Aurora Cannabis Inc. is making its second round of significant cuts this year as it continues with a restructuring plan meant to address profitability struggles.
The Edmonton-based cannabis company announced Tuesday that it will reduce its selling, general and administrative workforce by 25 per cent immediately and another 30 per cent of production staff will be laid off from the company over the next two quarters.
“This has not simply been a cost-cutting exercise,” said Michael Singer, Aurora’s executive chairman and interim chief executive.
“We have undertaken a strategic realignment of our operations to protect Aurora’s position as a leader in key global cannabinoid markets, most notably Canada.”
On top of layoffs, Aurora has also decided to cease some operations at five facilities — Aurora Prairie in Saskatchewan, Aurora Mountain in Alberta, Aurora Ridge in Ontario and Aurora Vie and Aurora Eau in Quebec — over the next two quarters.
Part of Aurora Vie will remain operational to allow for the manufacturing of certain higher margin items, in line with the company’s decision to focus production and manufacturing at the company’s larger scale and more efficient sites.

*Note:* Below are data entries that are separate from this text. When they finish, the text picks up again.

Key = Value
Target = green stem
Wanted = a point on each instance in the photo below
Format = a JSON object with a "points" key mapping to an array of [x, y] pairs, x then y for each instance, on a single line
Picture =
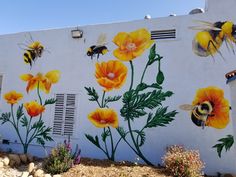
{"points": [[144, 73], [98, 103], [16, 128], [103, 96], [123, 137], [27, 131], [107, 153], [139, 153], [132, 74], [40, 99], [159, 65], [34, 134], [139, 135], [112, 146]]}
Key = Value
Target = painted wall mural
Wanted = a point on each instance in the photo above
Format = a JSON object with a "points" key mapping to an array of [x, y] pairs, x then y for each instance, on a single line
{"points": [[32, 51], [207, 42], [209, 108], [99, 48], [143, 100], [209, 39], [27, 119]]}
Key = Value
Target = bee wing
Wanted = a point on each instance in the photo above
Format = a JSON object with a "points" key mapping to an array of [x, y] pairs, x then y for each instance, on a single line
{"points": [[101, 39], [186, 107], [229, 43], [205, 26], [23, 46]]}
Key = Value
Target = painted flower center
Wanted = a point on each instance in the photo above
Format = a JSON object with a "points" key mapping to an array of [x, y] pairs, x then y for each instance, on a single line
{"points": [[131, 47], [103, 122], [111, 75]]}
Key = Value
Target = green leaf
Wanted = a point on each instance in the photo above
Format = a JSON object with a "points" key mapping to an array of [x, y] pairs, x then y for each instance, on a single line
{"points": [[160, 78], [104, 135], [95, 140], [152, 54], [226, 143], [37, 124], [92, 93], [143, 86], [121, 132], [142, 138], [19, 112], [50, 101], [112, 99], [40, 141], [135, 103], [5, 117], [155, 85], [161, 118], [24, 121]]}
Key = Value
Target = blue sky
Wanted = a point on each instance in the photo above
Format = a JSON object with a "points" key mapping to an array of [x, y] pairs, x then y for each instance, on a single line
{"points": [[31, 15]]}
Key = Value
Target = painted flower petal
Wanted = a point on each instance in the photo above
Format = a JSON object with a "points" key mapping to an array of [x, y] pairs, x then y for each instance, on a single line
{"points": [[13, 97], [53, 76], [111, 74], [33, 108], [26, 77], [131, 45], [104, 117]]}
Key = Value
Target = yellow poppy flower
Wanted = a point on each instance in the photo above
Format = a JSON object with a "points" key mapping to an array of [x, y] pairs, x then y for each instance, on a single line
{"points": [[219, 117], [111, 74], [45, 81], [131, 45], [33, 108], [13, 97], [104, 117]]}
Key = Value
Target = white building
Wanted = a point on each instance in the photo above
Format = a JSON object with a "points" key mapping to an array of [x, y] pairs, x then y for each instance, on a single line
{"points": [[185, 72]]}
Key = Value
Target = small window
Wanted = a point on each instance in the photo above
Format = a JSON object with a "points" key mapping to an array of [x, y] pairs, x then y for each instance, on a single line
{"points": [[64, 114], [1, 86]]}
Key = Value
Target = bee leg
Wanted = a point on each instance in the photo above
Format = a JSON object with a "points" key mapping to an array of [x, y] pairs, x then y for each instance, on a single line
{"points": [[203, 124], [218, 51]]}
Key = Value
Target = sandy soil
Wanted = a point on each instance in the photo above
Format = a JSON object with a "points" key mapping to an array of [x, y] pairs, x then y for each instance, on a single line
{"points": [[106, 168]]}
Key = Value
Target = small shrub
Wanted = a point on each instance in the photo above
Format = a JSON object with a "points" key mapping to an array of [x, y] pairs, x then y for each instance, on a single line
{"points": [[61, 159], [180, 162]]}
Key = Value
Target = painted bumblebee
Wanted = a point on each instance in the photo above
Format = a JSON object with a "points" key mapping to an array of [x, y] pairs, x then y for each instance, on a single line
{"points": [[209, 40], [33, 51], [99, 48], [200, 112]]}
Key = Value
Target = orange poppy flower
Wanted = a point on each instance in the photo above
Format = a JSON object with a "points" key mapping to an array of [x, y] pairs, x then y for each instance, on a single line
{"points": [[219, 117], [104, 117], [131, 45], [13, 97], [45, 81], [111, 74], [33, 108]]}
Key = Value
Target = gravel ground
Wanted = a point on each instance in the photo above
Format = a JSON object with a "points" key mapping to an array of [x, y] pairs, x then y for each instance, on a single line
{"points": [[106, 168]]}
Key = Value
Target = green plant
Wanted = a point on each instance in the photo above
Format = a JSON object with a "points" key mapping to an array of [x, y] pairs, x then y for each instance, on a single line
{"points": [[143, 101], [226, 143], [28, 124], [181, 162], [59, 160]]}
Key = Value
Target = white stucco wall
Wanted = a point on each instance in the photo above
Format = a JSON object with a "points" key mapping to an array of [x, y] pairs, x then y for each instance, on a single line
{"points": [[184, 74]]}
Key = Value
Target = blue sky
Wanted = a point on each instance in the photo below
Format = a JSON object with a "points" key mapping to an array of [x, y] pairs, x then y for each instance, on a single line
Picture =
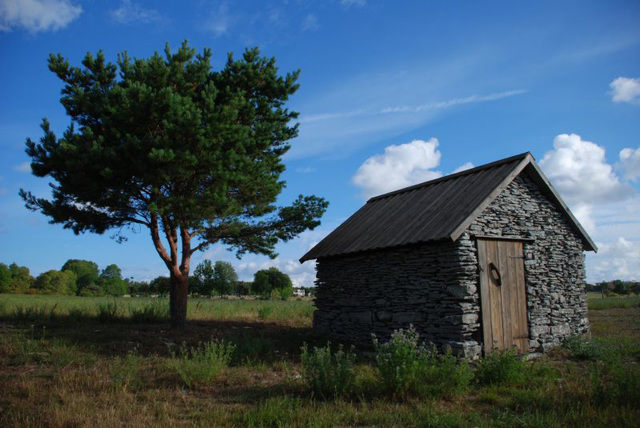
{"points": [[392, 93]]}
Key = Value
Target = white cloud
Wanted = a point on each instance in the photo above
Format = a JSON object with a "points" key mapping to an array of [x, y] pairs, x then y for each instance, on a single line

By the end of the company’s 2021 second quarter, production and manufacturing at Aurora Sky in Alberta, Aurora River in Ontario, Whistler Pemberton in British Columbia and Polaris in Alberta will be consolidated.
The company will also record production asset impairment charges of up to $60 million during its fourth quarter and a charge of up to $140 million in the carrying value of certain inventory.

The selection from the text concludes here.